New version will work with storage devices from IBM rivals

See correction below

SAN FRANCISCO – IBM Corp. next month will release a new version of its TotalStorage SAN (storage area network) File System Software designed to work with a wider variety of new server and storage environments.

Unlike previous versions of the SAN File System, which supported only IBM products, Version 2.1 will work with storage devices from IBM rivals including EMC Corp. Hewlett-Packard Co., and Hitachi Data Systems Corp. It will also now support the Red Hat Inc. Linux Enterprise Server 3.0 and Sun Microsystems Inc.’s Solaris 9 operating systems.

The software, which will begin shipping on June 29, has also been enhanced to allow customers to move data from one device to another without disrupting their server operating systems, said Jeff Barnett, [cq] the manager of IBM’s storage software strategy. “The environment itself is designed so that it isolates your server environment from your storage environment,” he said.

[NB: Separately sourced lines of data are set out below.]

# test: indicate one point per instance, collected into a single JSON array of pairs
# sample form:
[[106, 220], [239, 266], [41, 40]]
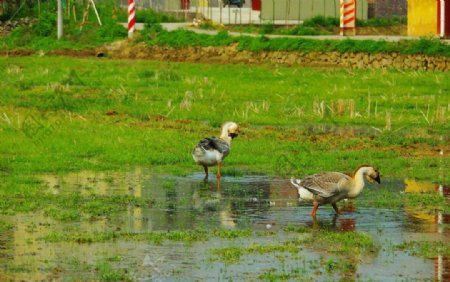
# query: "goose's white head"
[[372, 174], [230, 130]]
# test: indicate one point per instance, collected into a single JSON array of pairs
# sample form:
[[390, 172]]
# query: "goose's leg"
[[314, 211], [336, 208], [206, 171], [218, 170]]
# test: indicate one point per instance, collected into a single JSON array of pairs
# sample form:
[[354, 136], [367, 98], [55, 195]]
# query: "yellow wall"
[[422, 17]]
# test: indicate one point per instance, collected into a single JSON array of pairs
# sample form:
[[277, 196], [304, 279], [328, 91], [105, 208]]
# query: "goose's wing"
[[325, 184], [214, 143]]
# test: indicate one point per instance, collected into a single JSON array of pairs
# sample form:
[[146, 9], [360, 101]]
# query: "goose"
[[331, 187], [212, 151]]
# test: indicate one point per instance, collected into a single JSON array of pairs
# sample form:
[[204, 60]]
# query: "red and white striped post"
[[348, 17], [131, 18]]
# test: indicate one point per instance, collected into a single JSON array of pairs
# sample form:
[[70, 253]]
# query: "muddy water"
[[184, 203]]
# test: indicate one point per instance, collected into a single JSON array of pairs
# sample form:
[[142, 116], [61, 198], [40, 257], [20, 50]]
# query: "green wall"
[[305, 9]]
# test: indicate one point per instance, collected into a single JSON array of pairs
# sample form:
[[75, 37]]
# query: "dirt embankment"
[[231, 54]]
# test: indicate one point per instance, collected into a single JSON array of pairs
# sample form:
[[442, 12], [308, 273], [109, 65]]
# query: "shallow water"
[[258, 203]]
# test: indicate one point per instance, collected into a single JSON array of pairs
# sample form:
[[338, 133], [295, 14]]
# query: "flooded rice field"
[[277, 238]]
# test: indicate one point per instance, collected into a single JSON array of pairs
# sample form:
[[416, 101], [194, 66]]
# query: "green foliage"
[[45, 25], [427, 249]]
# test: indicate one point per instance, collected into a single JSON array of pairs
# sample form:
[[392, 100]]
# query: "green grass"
[[347, 244], [427, 249], [61, 115], [188, 236]]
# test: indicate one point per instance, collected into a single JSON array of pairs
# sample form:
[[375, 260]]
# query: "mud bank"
[[232, 54]]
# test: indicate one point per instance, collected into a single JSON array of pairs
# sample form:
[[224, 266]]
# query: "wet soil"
[[256, 203]]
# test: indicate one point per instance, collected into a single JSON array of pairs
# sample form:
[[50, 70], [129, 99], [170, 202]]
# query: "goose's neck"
[[358, 183], [224, 135]]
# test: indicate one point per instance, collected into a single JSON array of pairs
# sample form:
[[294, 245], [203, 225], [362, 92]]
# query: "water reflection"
[[435, 220], [183, 203]]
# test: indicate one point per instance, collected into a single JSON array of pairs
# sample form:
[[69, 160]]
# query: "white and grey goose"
[[331, 187], [212, 151]]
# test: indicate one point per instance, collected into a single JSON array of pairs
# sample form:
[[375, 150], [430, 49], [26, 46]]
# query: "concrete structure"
[[422, 17], [305, 9]]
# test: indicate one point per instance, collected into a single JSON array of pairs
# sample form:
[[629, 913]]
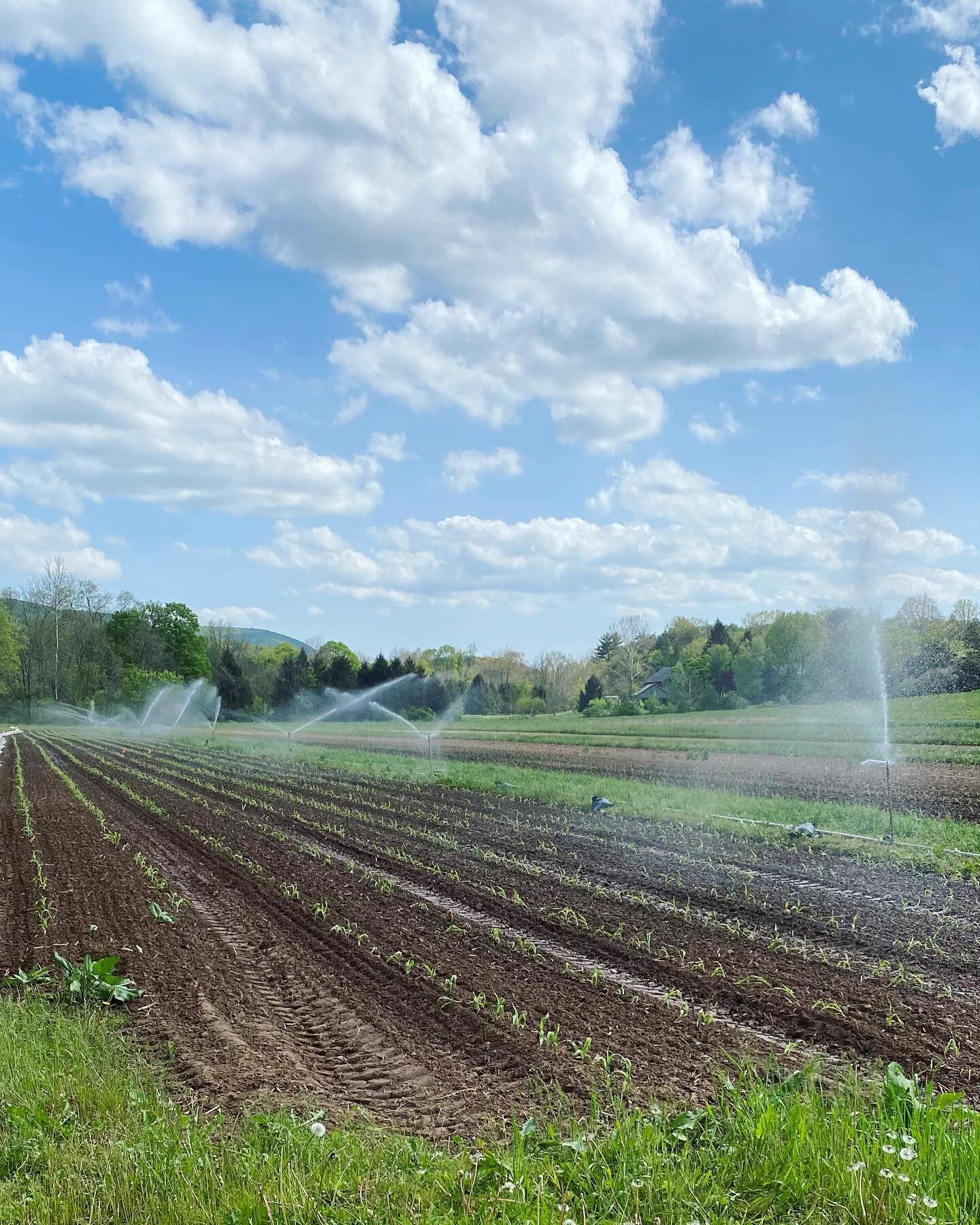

Researchers at IBM’s Almaden Research Lab spent more than six years working on the SAN File System before it was first released in the fall of 2003, IBM said.

SAN file systems are useful for companies looking to provide a number of different servers with identical views of data on the network, said Arun Taneja, founder of storage industry research firm Taneja Group. “This kind of stuff comes into play where there are large amounts of data, you have heterogeneous server environments, and you have the need for several servers to work with each other on a particular application,” he said.

The Ohio Supercomputer Center has been working since mid-January on implementing the SAN File System on 520T bytes of storage it is using for a variety of high-performance computing tasks. The center decided to use IBM’s software because of it could be used by a large number of systems and with a large amount of storage, said Leslie Southern, the director for high-performance computing at the center. 

Though the center is using the SAN File System exclusively on IBM FAStT900 and FAStT600 storage servers right now, version 2.1 might change that, she said. “We have a heterogeneous environment as far as computing goes,” she said. “It gives us more flexibility in choosing the appropriate equipment.”

Version 2.1 of the SAN File System will be available stand-alone, or as a free upgrade to existing customers on June 29. Pricing for the software will remain unchanged, IBM said. There will be a US$10,000 per processor licensing fee for the File System’s Metadata Server, and customers will pay a $5,000 per processor usage charge for application servers that use the file system.

Correction: In this article, the origin of IBM Corp.’s SAN File System was originally incorrect.